PRAGUE, CZECH REPUBLIC -- After their debut at the Edinburgh Theater Festival in 1962, the Times wrote that the Black Light Theater of Jiri Srnec “brought back magic to the world stage.” For the next 28 years the ensemble toured the world, before settling in Prague in 1989.
The black-light technique is not new. However Srnec (as seen in Photo 1), with his mystic view of the world, gave a new dimension to this ancient Chinese art form. In his shows, ordinary objects come to life, dancing, playing, helping, teasing and even punishing “their” people (as seen in Photos 2 - 6).
Since 1990 several new “black light theaters” have opened in Prague, but critics consider Srnec’s quirky compositions the best. His ensemble still tours, enchanting audiences from Brisbane to Beijing, and Srnec, now 80, continues to write and direct.
thalo caught up with him in his attic atelier. The walls are papered with posters and newspaper reviews dating back to the 1960s. Over his desk hangs a map of the world with thick clumps of little flags on each continent. A perfect mock-up of his current production, Legends of Ancient Prague, stands in one corner across from that of his next one, Mowgli.
thalo: How did you discover the Black Light Theater?
Jiri Srnec: I didn’t. It discovered me. I was studying stage design at the Puppeteer Academy and we staged a funeral scene where girls in bright skirts and black tops and boys in colorful shirts and black pantscarried a painted coffin. Against the black velvet background of the puppet stage it looked like it was floating.
th: You didn’t expect this?
JS: Not at all.
th: Did you use any special colors or lights?
JS: Back then there was no such thing. Nowadays all the theaters use luminescent colors and ultraviolet light. We used ordinary acrylic paint and two automobile reflectors shining from either side to create wall of light.
th: Can you explain the principle?
JS: Simple. A black-clad actor on a black background will disappear, but the colorful prop he’s holding will stand out. That’s when I realized that objects can take on a
life of their own. That was the start.
th: Do you think that objects have souls?

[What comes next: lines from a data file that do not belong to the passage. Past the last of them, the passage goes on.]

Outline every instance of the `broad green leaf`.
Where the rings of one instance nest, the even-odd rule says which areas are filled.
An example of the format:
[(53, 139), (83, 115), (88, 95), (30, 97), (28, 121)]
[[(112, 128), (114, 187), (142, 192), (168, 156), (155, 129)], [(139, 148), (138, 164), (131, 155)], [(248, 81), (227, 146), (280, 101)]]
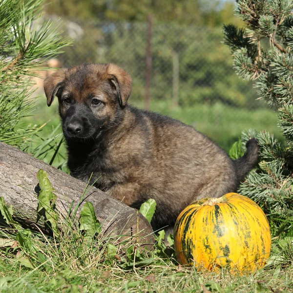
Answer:
[(151, 219), (156, 210), (156, 201), (154, 199), (150, 198), (145, 202), (139, 209), (140, 212), (142, 215), (150, 223)]
[(236, 142), (233, 144), (232, 147), (231, 147), (229, 151), (229, 156), (233, 160), (236, 160), (242, 157), (243, 154), (242, 143), (241, 140), (239, 138), (238, 142)]
[(16, 234), (16, 238), (18, 241), (19, 246), (26, 251), (31, 251), (33, 249), (31, 235), (31, 231), (27, 229), (19, 230)]
[(46, 221), (50, 222), (54, 236), (58, 237), (59, 235), (58, 228), (59, 216), (54, 210), (55, 204), (57, 199), (53, 192), (55, 189), (48, 179), (47, 172), (42, 169), (39, 170), (37, 173), (37, 178), (40, 182), (41, 188), (38, 197), (39, 201), (38, 212), (42, 213), (44, 211)]
[(94, 206), (87, 202), (82, 208), (79, 219), (80, 230), (85, 231), (87, 236), (93, 237), (101, 230), (100, 222), (97, 219)]
[(174, 245), (174, 236), (173, 234), (168, 234), (167, 236), (167, 241), (169, 243), (170, 246)]
[(0, 212), (5, 220), (6, 223), (11, 225), (14, 228), (17, 229), (21, 229), (21, 225), (16, 221), (14, 221), (12, 219), (12, 215), (13, 214), (12, 207), (7, 208), (5, 204), (4, 197), (0, 197)]
[(15, 243), (15, 240), (7, 238), (0, 238), (0, 247), (10, 247)]
[(152, 264), (154, 261), (155, 259), (152, 257), (145, 258), (139, 261), (136, 261), (135, 262), (131, 262), (129, 263), (129, 266), (130, 267), (133, 267), (133, 264), (134, 264), (135, 268), (142, 268)]

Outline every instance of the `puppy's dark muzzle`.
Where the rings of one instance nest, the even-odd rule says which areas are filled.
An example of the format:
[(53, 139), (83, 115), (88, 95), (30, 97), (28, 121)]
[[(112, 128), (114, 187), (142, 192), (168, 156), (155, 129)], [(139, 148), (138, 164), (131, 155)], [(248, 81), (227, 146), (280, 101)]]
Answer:
[(72, 135), (77, 135), (83, 131), (83, 125), (79, 121), (72, 121), (67, 126), (67, 131)]

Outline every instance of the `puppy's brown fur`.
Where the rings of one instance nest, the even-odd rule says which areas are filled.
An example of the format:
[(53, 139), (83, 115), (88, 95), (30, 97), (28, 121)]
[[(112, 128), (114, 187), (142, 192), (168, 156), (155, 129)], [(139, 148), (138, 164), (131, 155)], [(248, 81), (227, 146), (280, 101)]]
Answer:
[(138, 208), (157, 202), (152, 224), (173, 225), (192, 201), (235, 191), (255, 165), (258, 147), (249, 142), (233, 161), (209, 138), (171, 118), (127, 104), (132, 80), (113, 64), (62, 69), (44, 86), (48, 105), (55, 95), (72, 176)]

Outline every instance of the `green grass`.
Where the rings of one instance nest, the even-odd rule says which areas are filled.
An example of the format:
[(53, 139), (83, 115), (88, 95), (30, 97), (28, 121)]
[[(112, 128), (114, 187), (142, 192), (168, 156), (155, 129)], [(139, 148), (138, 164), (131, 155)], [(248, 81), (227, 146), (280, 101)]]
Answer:
[[(50, 107), (46, 104), (45, 98), (37, 100), (37, 110), (34, 116), (27, 117), (25, 122), (32, 124), (43, 125), (46, 123), (40, 133), (43, 138), (49, 137), (58, 126), (60, 120), (58, 114), (58, 101), (55, 101)], [(143, 103), (136, 102), (133, 104), (139, 108), (143, 107)], [(234, 142), (238, 140), (243, 130), (250, 128), (261, 131), (264, 129), (283, 141), (280, 128), (277, 126), (277, 114), (272, 110), (258, 109), (248, 110), (244, 108), (236, 108), (220, 104), (213, 105), (198, 105), (192, 107), (172, 108), (166, 101), (152, 101), (151, 110), (175, 118), (194, 126), (196, 129), (209, 137), (227, 151)], [(61, 135), (61, 128), (57, 133)], [(52, 142), (52, 149), (56, 148), (59, 139)], [(40, 144), (37, 138), (28, 150), (28, 152), (35, 153), (35, 148)], [(46, 153), (41, 159), (49, 163), (54, 150)], [(64, 144), (58, 152), (53, 165), (58, 167), (64, 162), (66, 157), (66, 149)]]
[[(27, 117), (26, 122), (39, 125), (46, 123), (40, 135), (44, 139), (55, 137), (56, 133), (53, 132), (59, 124), (58, 103), (55, 101), (52, 106), (47, 107), (43, 98), (38, 104), (38, 111), (35, 116)], [(141, 104), (136, 103), (136, 105)], [(250, 128), (259, 131), (265, 129), (281, 138), (276, 126), (276, 114), (267, 109), (249, 111), (220, 104), (172, 109), (162, 101), (153, 103), (151, 109), (194, 126), (227, 150), (241, 132)], [(52, 149), (45, 151), (44, 157), (42, 158), (46, 162), (51, 160), (54, 149), (60, 142), (60, 128), (57, 132), (59, 136), (50, 143)], [(30, 150), (35, 153), (36, 148), (43, 149), (40, 146), (42, 144), (36, 138)], [(65, 159), (65, 148), (64, 146), (62, 147), (59, 152), (60, 156), (54, 161), (55, 166)], [(0, 231), (1, 238), (15, 239), (15, 234), (11, 231)], [(127, 248), (132, 243), (118, 244), (116, 241), (117, 251), (114, 257), (110, 257), (109, 240), (100, 236), (89, 243), (83, 237), (78, 230), (69, 228), (65, 223), (58, 241), (33, 232), (30, 241), (33, 250), (2, 248), (0, 292), (293, 292), (293, 246), (291, 238), (282, 245), (280, 241), (283, 240), (274, 240), (274, 265), (249, 274), (233, 275), (225, 270), (215, 273), (183, 268), (172, 257), (162, 258), (157, 246), (152, 251), (144, 254), (146, 259), (152, 259), (150, 264), (136, 268), (134, 262), (134, 266), (127, 266), (126, 264), (129, 264), (133, 257), (127, 254)], [(25, 252), (23, 256), (26, 263), (18, 258), (18, 251)], [(40, 257), (38, 252), (43, 256)], [(27, 267), (28, 260), (32, 264), (31, 268)]]

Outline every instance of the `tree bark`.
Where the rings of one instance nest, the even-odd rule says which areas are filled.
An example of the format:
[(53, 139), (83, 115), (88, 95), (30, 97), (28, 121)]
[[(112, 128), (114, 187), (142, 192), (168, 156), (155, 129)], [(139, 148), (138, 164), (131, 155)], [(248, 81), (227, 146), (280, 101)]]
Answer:
[[(74, 210), (87, 185), (78, 179), (8, 145), (0, 143), (0, 196), (4, 197), (7, 206), (12, 206), (14, 218), (30, 229), (46, 231), (43, 222), (37, 223), (38, 186), (37, 172), (43, 169), (56, 191), (56, 209), (62, 215), (67, 214), (70, 205)], [(97, 217), (102, 225), (105, 235), (137, 235), (132, 239), (141, 245), (148, 246), (154, 243), (151, 226), (137, 210), (94, 188), (88, 187), (84, 200), (91, 202)], [(37, 190), (37, 189), (36, 189)]]

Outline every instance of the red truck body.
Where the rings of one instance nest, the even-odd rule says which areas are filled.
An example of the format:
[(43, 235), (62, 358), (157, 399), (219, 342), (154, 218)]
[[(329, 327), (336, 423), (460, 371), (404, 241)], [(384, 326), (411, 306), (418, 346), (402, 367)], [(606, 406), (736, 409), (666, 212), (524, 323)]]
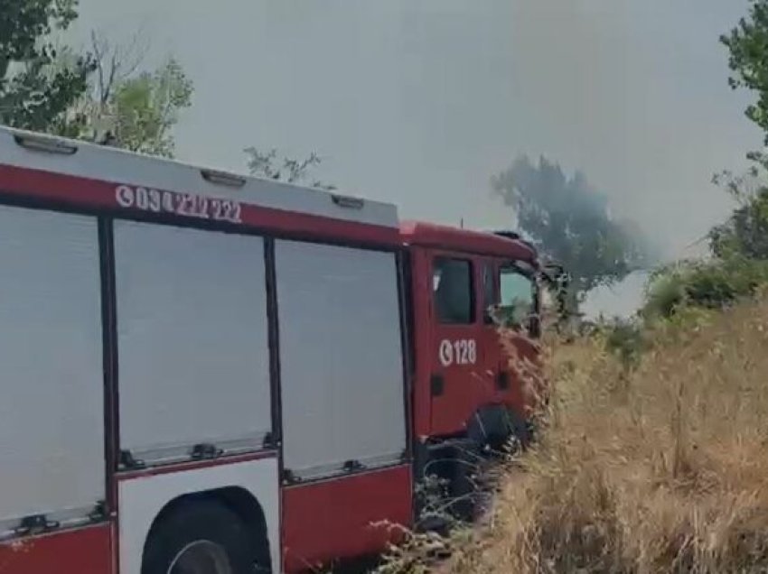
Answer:
[(375, 553), (431, 460), (526, 432), (514, 237), (0, 128), (0, 268), (2, 574)]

JS: We give them one. Take an ordinary stick: it walks with a man. Picture this scene: a man and a stick. They both fall and lie there. Then the stick starts to move first. It nudges the man, worms itself under his hand, lifts it, it falls, the stick tries again… Then it changes into a shepherd’s crook, an archbishop’s cane, a military baton, a scepter – oh what I could do with a mere stick!
th: Do people always understand what you do?
JS: It’s funny. A long time ago we played in a small town in the former Yugoslavia for an audience of shepherds. They spent all day tending their sheep and came to see us in the evening. They were all rinking that rakija of theirs and we were a bit apprehensive, but they laughed just as hard as audiences in Melbourne or Edinburgh.